Há muitos pastores no Tibete e na Mongólia, e eles vendem animais para obter carne, não apenas pelos laticínios. Certa vez, eu estava na Austrália com o grande lama Kensur Ogyen Tseten – ele era um abade aposentado de uma das faculdades tântricas e um professor de Geshe Ngawang Dhargyey – e uma pessoa lhe perguntou: “Vivo em uma área remota da Austrália. A única indústria que há na região, o único trabalho ali, é criar ovelhas, que obviamente serão abatidas. O que devo fazer?” Ele respondeu: “Se não houver outra alternativa para ganhar a vida, o mais importante é ser gentil com as ovelhas, cria-las com o máximo de gentileza e compaixão possível, e ser honesto ao comercializá-las.” Acho que esse caso é um pouco diferente de comercializar armas.

Mas para monges e monjas, esse é o momento dos ensinamentos sobre os meios de subsistência errados, portanto temos que entender isso dentro desse contexto. A partir daqui o assunto se torna muito interessante, porque entra no tema da captação de recursos para o centro de dharma. É quando se capta recursos para o monastério. Como conseguimos oferendas e doações de benfeitores? Precisamos evitar os seguintes pontos:

1. Adulação – “Você é tão maravilhoso,” e assim por diante. Adulamos a pessoa para que ela faça uma doação para nós.

2. Dar dicas de que precisamos de algo – “Ah, o centro do dharma precisa realmente disso ou daquilo.” – de certa maneira, tentando enganar a pessoa. Ou dizemos: “Sua última doação foi uma grande ajuda! Você ajudou tanto!”. São dicas que sugerem: “Doe mais!”

3. Chantagem – “Se você não der, coisas ruins acontecerão com você e acabará ficando pobre.” Ou pedimos dinheiro em troca de proteção: “Se nos der a doação, faremos um puja para protegê-lo e nada de ruim lhe acontecerá.” Isso é como uma máfia, não é? Pedimos dinheiro em troca de proteção... E as pessoas fazem realmente esse tipo de coisas; é um problema.

4. Suborno – nós damos algo pequeno e esperamos um grande retorno. Nós lhe damos um pequeno mala, ou alguma coisinha barata, uma fotinho de Tchenrezi ou algo assim, e esperamos que nos ofereçam algo grande por isso. Sabem como é, a pessoa faz uma vaquinha e oferece um presentinho. Esse tipo de coisas. “Se você oferecer dez mil rublos, lhe enviaremos um presente especial, uma camiseta com Tchenrezi. Se oferecer cem mil, nós lhe enviaremos uma torradeira.” Ou algo assim.

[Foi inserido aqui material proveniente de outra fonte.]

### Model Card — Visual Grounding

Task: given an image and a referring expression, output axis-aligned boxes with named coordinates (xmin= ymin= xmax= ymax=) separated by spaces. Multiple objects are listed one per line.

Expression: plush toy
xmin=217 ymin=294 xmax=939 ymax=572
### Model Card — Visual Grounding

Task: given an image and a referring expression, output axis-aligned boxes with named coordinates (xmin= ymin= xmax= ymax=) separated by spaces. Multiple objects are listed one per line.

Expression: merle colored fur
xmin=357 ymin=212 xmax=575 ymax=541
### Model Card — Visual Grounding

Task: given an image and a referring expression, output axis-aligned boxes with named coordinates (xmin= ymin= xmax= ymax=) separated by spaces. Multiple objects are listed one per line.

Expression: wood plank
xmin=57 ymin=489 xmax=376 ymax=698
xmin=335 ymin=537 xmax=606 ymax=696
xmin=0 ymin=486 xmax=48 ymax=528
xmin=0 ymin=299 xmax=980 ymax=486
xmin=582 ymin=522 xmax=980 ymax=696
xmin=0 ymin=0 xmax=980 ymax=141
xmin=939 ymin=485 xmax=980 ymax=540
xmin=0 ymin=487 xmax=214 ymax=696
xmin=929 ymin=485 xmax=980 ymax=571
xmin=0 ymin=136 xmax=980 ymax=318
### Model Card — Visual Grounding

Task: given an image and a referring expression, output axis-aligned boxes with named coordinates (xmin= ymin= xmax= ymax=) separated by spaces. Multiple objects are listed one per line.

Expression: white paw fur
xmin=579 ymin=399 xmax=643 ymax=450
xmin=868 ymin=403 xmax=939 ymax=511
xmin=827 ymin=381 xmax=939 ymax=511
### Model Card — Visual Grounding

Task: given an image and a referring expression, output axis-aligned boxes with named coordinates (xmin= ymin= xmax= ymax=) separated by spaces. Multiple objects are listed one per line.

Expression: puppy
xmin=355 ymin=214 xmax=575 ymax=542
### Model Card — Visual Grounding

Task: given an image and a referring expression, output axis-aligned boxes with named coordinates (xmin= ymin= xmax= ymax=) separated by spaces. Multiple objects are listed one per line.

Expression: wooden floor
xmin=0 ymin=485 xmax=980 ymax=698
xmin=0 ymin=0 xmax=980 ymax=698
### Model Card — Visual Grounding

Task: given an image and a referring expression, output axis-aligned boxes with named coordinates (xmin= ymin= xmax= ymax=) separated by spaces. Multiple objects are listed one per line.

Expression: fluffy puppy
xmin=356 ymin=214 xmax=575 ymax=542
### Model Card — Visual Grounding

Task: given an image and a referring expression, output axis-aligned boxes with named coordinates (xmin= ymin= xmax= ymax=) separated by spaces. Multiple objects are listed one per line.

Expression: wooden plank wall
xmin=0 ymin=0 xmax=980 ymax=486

5. Agir de forma enganosa – fingimos ser santos quando os benfeitores vêm fazer uma visita, sentamos de forma perfeita, e tudo parece lindo – só para tentar impressionar com nossa santidade.

Isso é material para muita reflexão, especialmente quando estamos envolvidos com captação de dinheiro para o centro de dharma.

É claro que o método tradicional que os monges usam é andar a esmo com uma tigela de mendicância, sem pedir nada. Mas isso é assim em uma sociedade na qual os chefes de família têm o hábito de fazer oferendas para monges e monjas. Em nossa sociedade isso é muito mais difícil por que não é assim que funciona. Como costumo dizer, é difícil porque toda a publicidade tem muito a ver com enganar as pessoas para que elas comprem algo. Assim sendo, quando estamos tentando captar recursos, temos que considerar realmente muito bem a estratégia que usaremos e tentar não usar esses métodos inadequados, não ser como uma empresa de publicidade nem tentar enganar as pessoas com artimanhas para que elas doem.